To remember it, think of your company as a Stock of bees. A bee arrives and brings you some honey, more bees in stock. A bee departs and takes a fly into unknown explorations, hopefully trying to collect more honey: a bee less in your stock. Compare this to your R&D budget, Research and Development, there you go. In a traditional company, we separate between production of goods you’ve already designed, called production, and researching your next generation of products, called R&D.

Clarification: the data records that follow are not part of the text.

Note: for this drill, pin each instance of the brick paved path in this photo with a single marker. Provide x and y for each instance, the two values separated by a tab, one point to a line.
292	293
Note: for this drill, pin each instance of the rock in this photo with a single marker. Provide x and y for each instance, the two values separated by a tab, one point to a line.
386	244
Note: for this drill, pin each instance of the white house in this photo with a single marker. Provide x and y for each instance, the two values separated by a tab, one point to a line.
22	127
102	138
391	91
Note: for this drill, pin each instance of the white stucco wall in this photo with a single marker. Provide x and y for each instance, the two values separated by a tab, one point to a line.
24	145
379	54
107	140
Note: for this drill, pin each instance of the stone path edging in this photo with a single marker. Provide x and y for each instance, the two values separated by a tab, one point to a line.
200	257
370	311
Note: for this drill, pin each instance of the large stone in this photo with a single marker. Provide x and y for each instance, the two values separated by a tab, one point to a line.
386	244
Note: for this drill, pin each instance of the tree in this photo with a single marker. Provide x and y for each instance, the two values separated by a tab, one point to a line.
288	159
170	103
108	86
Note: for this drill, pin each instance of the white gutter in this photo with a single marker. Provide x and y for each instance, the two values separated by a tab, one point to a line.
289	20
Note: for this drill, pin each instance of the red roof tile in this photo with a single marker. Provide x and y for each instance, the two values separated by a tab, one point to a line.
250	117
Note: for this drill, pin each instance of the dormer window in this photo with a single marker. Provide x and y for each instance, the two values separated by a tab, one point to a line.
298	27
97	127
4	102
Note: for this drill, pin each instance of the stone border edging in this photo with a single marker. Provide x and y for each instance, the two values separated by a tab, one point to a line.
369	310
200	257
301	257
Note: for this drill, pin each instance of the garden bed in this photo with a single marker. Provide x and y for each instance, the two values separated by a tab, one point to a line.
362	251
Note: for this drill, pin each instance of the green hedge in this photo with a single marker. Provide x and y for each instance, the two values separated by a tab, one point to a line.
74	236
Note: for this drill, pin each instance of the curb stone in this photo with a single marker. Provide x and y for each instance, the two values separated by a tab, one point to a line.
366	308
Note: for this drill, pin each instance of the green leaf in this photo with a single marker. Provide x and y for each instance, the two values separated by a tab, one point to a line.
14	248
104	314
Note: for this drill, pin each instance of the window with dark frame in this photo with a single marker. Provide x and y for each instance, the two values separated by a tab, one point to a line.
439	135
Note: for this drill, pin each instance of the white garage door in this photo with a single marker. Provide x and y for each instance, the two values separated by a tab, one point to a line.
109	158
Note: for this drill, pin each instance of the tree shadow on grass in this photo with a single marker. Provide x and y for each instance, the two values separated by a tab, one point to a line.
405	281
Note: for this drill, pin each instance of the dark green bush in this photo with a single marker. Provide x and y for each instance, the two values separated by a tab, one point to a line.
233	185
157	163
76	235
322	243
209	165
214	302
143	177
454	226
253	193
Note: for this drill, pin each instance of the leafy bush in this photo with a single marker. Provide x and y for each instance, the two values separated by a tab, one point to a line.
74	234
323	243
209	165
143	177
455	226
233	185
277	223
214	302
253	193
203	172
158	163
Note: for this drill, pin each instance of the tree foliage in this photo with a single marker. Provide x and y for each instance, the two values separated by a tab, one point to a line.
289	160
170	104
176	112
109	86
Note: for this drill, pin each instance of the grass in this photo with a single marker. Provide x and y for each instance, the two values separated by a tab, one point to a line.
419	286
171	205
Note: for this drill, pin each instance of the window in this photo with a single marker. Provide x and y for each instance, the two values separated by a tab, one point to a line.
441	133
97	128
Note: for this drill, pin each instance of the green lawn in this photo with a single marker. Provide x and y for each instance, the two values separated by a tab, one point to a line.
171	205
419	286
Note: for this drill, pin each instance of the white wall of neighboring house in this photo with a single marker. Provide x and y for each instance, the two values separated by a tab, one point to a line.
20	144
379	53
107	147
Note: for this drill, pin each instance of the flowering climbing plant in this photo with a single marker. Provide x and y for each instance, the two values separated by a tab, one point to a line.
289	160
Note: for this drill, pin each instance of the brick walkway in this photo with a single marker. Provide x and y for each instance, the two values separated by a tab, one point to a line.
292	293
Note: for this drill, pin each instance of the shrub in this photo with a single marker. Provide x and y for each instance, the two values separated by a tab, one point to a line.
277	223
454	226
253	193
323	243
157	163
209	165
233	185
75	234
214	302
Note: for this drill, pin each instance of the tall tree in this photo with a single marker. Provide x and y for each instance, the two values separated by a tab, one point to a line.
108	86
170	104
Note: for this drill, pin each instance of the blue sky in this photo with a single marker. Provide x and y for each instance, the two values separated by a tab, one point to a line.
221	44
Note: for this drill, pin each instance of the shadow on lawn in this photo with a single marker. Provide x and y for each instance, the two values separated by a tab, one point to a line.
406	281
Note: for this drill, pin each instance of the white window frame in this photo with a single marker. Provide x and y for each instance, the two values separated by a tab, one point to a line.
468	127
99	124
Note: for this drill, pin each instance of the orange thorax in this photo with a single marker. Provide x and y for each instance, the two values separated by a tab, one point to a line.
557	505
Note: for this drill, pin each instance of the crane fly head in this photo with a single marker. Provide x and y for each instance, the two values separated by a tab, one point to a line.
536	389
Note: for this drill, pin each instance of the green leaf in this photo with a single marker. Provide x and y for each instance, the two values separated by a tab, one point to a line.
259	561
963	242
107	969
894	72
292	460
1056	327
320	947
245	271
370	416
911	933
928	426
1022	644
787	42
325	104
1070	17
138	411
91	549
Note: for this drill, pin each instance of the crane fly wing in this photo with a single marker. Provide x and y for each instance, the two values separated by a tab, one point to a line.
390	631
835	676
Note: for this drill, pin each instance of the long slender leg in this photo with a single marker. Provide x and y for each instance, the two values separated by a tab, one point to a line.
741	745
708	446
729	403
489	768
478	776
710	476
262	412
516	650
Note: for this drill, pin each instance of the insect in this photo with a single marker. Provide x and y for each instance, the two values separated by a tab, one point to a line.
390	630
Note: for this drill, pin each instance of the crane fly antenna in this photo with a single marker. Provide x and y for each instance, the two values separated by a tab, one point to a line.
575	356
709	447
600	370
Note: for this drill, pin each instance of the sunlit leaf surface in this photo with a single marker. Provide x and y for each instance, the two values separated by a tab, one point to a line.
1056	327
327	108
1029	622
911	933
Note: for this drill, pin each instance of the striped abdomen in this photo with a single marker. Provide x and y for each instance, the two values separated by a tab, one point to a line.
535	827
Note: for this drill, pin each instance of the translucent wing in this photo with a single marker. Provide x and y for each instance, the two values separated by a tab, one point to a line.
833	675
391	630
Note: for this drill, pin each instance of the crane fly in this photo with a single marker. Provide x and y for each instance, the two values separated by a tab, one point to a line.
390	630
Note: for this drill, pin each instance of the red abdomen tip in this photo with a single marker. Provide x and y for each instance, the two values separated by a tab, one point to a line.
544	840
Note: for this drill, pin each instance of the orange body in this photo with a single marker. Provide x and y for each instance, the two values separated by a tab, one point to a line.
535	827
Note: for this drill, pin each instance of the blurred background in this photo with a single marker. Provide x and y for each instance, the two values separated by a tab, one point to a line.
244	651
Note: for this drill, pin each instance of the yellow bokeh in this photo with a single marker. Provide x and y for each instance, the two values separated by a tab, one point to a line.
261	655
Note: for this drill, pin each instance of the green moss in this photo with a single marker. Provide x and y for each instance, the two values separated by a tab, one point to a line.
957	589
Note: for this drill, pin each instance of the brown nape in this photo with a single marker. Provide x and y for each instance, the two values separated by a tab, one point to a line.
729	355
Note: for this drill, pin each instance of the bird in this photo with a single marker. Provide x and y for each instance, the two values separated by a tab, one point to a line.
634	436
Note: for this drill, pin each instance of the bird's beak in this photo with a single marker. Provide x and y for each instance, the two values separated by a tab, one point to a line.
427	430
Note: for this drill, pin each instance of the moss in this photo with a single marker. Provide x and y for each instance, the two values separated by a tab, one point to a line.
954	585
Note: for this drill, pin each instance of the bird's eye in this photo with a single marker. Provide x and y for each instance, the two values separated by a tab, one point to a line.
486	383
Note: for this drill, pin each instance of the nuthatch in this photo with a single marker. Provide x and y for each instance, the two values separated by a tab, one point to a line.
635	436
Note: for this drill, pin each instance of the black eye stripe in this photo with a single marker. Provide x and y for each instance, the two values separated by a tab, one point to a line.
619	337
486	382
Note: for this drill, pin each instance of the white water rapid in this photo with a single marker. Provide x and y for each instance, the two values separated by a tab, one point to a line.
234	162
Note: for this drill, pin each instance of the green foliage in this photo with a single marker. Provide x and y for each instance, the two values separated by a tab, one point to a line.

In a 21st century company, this is really another word for the same thing. As a 21st century company, in the way we understand it, is really about producing knowledge. Our daily work is been done by machines, more and more, so the knowledge society, sometimes called the information society or digital society, is really the self-selected refugium for mankind. What’s a Blogger, a Writer, a SocialMedia activist, a Software Developer, or a Consultant of any kind doing? – transferring knowledge from one person to the next one, or between them by using social media. Tools.


it is very important to remember that technology is not liberating or democratic by itself.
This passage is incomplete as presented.